No, 3D printed guns won't destroy society

By Ben Everard. Posted

3D printing is in the news again this week because US firm Defence Distributed has released files for a 3D-printed gun. This gun, named the Liberator, will fire a single bullet with a claimed range of 25 feet. In principle, anyone with a 3D printer (or access to one) could download and print their own gun.

The thought of unlimited, unauthorised and uncontrolled firearms is rightfully scary, but this news isn't.

Firstly, this isn't a very good weapon. A single bullet with a range of under 10 metres makes this slighly less accurate than a 17th century flintlock pistol. It's also been possible to make guns similar to this using products you can get at most hardware stores (take a look at wikipedia's entry on zip guns for more details. The reason our streets aren't plagued with these is because, frankly, they're awful. Like the 3D-printed Liberator, they're low-range, inaccurate and liable to explode injuring or killing the person firing the weapon rather than the person it's pointed at. A home-made bow and arrow is likely to be a more dangerous weapon.

Of course, you could argue that this is just the current version. As designs improve and 3D printers get better (particularly at shaping metal), it's possible that far more advanced firearms will become download-and-printable. It's certainly true than metal 3D printers will become cheaper and more available (as will metal milling machines, but these aren't currently as in-vogue as 3D printers). However, it's also possible to buy a lathe and other metalworking tools needed to create a gun right now. While there are, no doubt, some clandestine gun factories around, there's no call that metalworking workshops or claims that lathes or forges are dangerous to society.

A determined and well-resourced person has – for the last few decades at least – been able make a gun using tools and machinery easily available, and 3D printing doesn't change that. The quality of the tooling needed to make a gun means that 3D printers capable of making a quality firearm won't be affordable home tools for many years if ever. Frankley, there are likely to always be easier and cheaper methods of getting a useable gun than 3D printing and nothing we've seen seems likely to change this in the near or intermediate future. Demonising 3D printing because it could cause gun crime makes as much sense as demonising grindstones because they could cause knife crime.

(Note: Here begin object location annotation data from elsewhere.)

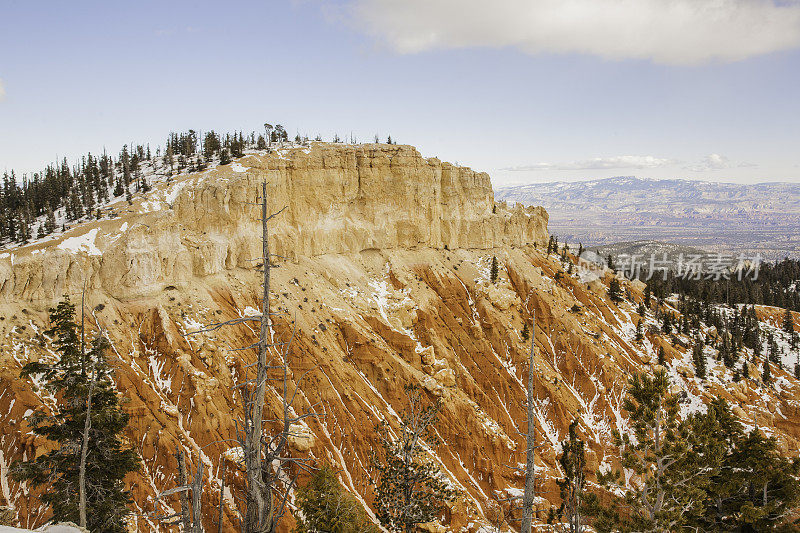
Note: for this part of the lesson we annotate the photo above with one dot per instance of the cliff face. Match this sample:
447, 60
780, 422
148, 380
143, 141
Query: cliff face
385, 272
338, 200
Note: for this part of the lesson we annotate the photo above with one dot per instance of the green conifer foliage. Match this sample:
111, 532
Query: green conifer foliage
410, 489
326, 506
108, 461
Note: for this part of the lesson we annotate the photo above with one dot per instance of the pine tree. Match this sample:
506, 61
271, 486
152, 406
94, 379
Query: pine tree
326, 506
615, 290
409, 490
107, 461
571, 486
699, 360
788, 323
494, 271
224, 158
749, 487
660, 457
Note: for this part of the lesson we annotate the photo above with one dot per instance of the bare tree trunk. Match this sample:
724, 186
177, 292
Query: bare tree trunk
185, 517
258, 516
197, 492
85, 450
221, 498
530, 460
87, 423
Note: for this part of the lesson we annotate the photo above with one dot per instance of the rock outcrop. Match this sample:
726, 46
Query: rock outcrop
384, 275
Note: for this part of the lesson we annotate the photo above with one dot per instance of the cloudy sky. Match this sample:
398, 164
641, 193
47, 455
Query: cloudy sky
528, 90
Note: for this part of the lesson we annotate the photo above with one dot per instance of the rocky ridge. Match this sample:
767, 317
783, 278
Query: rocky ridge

Here's a short list of things that have the potential to be highly dangerous weapons but are available for sale right now. They are all, in our view, more dangerous than a Liberator 3D printed gun yet any of them can be purchased easily in the UK (and many other countries):

  • Fireworks
  • Crossbows
  • Pressure cookers
  • Cars
  • High-powered lasers
  • Chainsaws

We should be worried about weapons on the streets, but the solution to this isn't to attack a technology that could, potentially, with a bit of handwaving, cause some harm.

The solution to violent crime tomorrow will be the same as the solution yesterday and today: invest in police forces, invest in interventions that have been shown to reduce crime, and work with offenders to reduce reoffending. Scapegoating a technology that has the potential to improve society in thousands of ways doesn't help.